Hal Steinbrenner didn’t hedge. Asked where the New York Yankees stand heading into 2026, he offered one of the most confident assessments of the winter.
“I really love our starting rotation next year,” Steinbrenner told reporters, including Pete Caldera of the USA Today Network.
It’s a bold read on a staff built around injured stars, young arms still proving themselves and very little margin for error.
So, is this realistic or just hopeful thinking?
The Yankees are counting on Gerrit Cole to return early in the first half after missing 2025 following Tommy John surgery. Carlos Rodon is working back from an elbow procedure of his own. If both regain anything close to their peak form, New York instantly has a top-tier one-two punch again.
Behind them, the picture is less settled but intriguing. Will Warren gave the Yankees needed innings in 2025 and flashed stretches where his fastball-slider mix looked like mid-rotation material. Cam Schlittler arrived late and showed why the organization is so high on him, with strikeout stuff that still needs refinement but clearly plays.
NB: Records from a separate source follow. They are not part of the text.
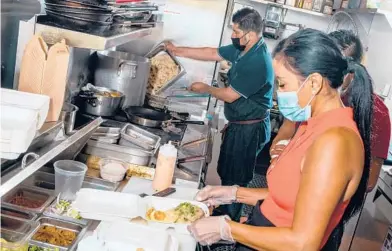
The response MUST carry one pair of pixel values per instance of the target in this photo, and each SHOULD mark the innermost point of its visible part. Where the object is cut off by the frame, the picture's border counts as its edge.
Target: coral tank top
(284, 176)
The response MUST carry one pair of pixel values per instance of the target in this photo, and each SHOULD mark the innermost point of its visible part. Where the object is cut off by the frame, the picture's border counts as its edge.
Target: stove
(119, 120)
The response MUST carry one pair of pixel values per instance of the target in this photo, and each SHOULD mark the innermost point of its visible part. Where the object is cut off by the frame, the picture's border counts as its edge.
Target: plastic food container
(15, 233)
(28, 198)
(113, 170)
(69, 176)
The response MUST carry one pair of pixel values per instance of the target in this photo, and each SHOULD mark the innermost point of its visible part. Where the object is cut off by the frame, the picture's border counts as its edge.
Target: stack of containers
(22, 115)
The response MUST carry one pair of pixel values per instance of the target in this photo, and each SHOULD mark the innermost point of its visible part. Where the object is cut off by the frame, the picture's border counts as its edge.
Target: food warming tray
(127, 154)
(140, 137)
(24, 215)
(49, 213)
(79, 229)
(160, 49)
(44, 198)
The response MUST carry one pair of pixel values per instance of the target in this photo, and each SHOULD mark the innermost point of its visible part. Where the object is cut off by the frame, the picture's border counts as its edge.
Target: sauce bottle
(164, 170)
Depth options behind them — including internal swingmen and prospects pushing from Triple-A — will be asked to cover the innings that once belonged to Clarke Schmidt, who is out after Tommy John surgery.
That’s a lot of ifs for a team that just watched its season get tilted by a six-to-seven week swoon. Cole has never come back from a surgery like this at 35. Rodon struggled before he broke down. Warren and Schlittler have never shouldered a full-season load in a pennant race. One setback turns a strength into a scramble.
Steinbrenner also said the Yankees have “tried and will continue to try” to add a star from Japan, but his public comfort level with the current rotation makes a full-court press for Tatsuya Imai feel less certain.
If the Yankees are right about this group, the rotation becomes the backbone of a contender. If they’re wrong, that confidence may age about as well as last summer’s standings.